Russia’s focus on the
war in Ukraine will help Putin, and Russians more broadly, ignore inconvenient
questions about Syria, such as what happened to the money and resources Russia
put into the country, or why the Russian security services, which now effectively
run the country, have been repeatedly caught off guard: by Ukraine's readiness
to resist, by Wagner leader Yevgeny Prigozhin’s
mutiny in June 2023, by this fall’s Ukrainian incursion into the Kursk
region, and now the rapid fall of the Assad regime. Russia’s partners
elsewhere, however, will ask these questions. It has become clear that Russia
is incapable of providing its allies with military support and economic
development as it wages war, and regimes that previously turned to Russia for
support will take notice. Russia is now promoting the narrative that it saved
Assad’s life and freedom, thus fulfilling its guarantee by sparing him the fate
of Muammar Qaddafi in Libya. But Moscow’s allies clearly expect much more from
an exporter of regime stability and security.
Rulers who hope for
Russia’s help may be unpleasantly surprised by how quickly it seeks to
establish contacts with Syria’s new leaders. Even before Assad's departure,
Russian television stopped calling Hayat Tahrir al-Sham a terrorist
organization. More recently, the head of the Chechen Republic, Ramzan Kadyrov,
clearly with Kremlin approval, has proposed removing the “terrorist” label from
Hayat Tahrir al-Sham and the government has allowed the Syrian embassy in
Moscow to raise the rebel flag.
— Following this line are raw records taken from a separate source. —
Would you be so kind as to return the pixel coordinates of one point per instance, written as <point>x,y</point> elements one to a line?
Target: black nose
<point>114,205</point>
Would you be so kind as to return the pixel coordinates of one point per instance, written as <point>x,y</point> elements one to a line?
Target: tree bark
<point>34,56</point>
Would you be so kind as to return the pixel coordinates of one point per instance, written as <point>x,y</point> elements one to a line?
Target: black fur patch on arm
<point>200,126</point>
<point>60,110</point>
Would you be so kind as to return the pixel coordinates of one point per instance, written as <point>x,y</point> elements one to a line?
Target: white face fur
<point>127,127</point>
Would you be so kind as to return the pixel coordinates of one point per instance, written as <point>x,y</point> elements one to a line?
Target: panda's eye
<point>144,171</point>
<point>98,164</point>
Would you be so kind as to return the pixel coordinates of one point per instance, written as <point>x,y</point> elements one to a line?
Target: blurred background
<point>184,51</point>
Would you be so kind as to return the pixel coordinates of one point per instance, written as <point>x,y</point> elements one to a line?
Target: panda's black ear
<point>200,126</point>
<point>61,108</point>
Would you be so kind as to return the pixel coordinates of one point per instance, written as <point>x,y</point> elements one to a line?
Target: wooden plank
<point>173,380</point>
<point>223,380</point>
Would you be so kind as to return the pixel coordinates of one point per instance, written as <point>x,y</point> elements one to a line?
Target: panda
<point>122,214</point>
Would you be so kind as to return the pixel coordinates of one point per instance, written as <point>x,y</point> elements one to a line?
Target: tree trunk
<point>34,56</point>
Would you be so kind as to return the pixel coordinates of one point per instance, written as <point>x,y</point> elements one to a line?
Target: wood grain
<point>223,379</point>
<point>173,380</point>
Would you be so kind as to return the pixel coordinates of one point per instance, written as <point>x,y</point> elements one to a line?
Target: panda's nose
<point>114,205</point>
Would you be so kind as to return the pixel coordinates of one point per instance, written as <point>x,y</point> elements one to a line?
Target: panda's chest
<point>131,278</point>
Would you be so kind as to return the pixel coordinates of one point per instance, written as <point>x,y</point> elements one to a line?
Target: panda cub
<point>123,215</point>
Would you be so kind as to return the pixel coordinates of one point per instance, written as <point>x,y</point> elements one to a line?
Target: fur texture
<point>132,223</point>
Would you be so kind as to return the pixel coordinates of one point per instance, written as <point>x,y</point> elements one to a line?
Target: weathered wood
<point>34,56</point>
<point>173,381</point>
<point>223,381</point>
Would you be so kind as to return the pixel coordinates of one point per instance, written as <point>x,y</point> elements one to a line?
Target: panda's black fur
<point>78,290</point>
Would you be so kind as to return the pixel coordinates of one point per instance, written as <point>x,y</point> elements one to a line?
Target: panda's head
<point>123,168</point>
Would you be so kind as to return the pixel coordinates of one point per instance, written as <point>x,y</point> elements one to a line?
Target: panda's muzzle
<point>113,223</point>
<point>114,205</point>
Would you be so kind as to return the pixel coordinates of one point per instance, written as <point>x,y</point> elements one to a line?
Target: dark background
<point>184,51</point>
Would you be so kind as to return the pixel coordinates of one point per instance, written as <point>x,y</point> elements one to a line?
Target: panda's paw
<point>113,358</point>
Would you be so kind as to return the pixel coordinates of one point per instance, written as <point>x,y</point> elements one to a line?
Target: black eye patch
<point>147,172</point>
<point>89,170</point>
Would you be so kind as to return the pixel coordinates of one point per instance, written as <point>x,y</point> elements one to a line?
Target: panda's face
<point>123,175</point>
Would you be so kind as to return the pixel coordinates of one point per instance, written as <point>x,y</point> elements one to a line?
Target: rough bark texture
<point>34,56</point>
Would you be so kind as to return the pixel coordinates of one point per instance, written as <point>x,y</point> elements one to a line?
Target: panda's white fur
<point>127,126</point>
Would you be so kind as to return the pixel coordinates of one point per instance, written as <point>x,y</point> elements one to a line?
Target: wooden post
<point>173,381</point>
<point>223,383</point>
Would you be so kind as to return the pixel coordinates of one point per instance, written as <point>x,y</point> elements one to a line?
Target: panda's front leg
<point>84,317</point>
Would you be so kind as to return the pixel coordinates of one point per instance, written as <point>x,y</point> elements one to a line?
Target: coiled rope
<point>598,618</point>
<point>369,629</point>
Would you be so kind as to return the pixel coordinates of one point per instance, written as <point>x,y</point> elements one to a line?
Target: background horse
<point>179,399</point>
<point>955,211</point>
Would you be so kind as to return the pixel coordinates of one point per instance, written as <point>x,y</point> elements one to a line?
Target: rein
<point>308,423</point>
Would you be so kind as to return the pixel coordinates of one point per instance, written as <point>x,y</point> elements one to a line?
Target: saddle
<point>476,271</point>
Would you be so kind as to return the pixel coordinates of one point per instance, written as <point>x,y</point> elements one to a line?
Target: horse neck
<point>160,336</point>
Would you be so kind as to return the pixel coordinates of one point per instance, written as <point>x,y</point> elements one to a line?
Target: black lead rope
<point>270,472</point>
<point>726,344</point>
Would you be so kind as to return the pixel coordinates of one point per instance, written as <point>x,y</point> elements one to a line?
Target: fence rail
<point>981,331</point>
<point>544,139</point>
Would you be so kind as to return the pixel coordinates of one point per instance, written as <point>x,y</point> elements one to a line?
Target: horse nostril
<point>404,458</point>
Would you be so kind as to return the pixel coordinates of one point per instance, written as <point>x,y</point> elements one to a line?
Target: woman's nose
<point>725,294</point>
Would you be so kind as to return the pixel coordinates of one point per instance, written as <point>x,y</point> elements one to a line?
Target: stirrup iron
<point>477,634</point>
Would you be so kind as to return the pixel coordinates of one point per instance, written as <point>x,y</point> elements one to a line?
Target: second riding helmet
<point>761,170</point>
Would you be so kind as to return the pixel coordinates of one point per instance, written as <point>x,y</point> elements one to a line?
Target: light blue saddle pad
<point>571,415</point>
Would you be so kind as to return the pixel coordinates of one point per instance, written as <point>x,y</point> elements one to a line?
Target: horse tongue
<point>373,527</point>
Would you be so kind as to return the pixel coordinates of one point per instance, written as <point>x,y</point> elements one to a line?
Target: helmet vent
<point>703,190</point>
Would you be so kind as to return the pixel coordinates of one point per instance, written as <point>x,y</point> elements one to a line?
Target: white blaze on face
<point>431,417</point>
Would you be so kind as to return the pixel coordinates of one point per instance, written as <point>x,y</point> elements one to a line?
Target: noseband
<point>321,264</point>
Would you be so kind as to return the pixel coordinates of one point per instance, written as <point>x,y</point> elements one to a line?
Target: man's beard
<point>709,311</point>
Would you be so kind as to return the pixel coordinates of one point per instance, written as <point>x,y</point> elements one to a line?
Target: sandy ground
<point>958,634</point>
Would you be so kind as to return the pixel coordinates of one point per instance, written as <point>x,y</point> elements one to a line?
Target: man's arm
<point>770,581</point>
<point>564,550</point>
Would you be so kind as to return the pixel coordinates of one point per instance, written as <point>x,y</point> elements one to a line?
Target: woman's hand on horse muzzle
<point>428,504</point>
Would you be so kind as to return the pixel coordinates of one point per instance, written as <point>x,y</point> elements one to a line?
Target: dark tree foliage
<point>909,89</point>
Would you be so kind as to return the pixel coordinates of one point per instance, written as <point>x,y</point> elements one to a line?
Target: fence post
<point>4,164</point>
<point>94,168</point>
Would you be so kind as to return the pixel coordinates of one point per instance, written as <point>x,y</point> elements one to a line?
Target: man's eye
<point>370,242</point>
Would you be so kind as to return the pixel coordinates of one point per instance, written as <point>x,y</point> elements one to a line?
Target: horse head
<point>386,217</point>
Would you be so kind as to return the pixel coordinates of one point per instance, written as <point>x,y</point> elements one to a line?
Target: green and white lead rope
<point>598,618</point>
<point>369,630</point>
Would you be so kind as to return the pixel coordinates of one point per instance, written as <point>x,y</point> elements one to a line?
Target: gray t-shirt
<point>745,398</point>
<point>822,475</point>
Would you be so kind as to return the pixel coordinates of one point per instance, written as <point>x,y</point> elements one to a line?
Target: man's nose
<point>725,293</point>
Now, Moscow is establishing direct contact with
the new Syrian government, trying to win its favor by emphasizing that, despite
previous attempts to prop up a secular leader against religious
fundamentalists, it sees itself as a global bastion of religious conservatism.
Putin has tried to
present Russia’s failure in Syria as a victory, claiming that Russia had
prevented the creation of a “terrorist enclave” in the country. But Assad’s
fall (and Russia’s indifference to the collapse of his regime) suggests that
concern for Syria or any other client state has been subjugated by Putin to his
overriding focus on dealing Ukraine a decisive defeat. At the same time,
Putin’s decision to prioritize Ukraine should not be confused with a complete
abandonment of Russian ambitions outside its immediate neighborhood. Rather,
the loss of Syria has simply raised the stakes of the war in Ukraine. In
Putin’s schema, Ukraine has become a tipping point in a global struggle between
the Western elite and a new, Russian-led order: once Ukraine falls, Russia
hopes to take Georgia and whatever other territory it desires, and to once
again sell itself as a strong patron to countries around the world. In the
meantime, however, Moscow’s promises will ring hollow.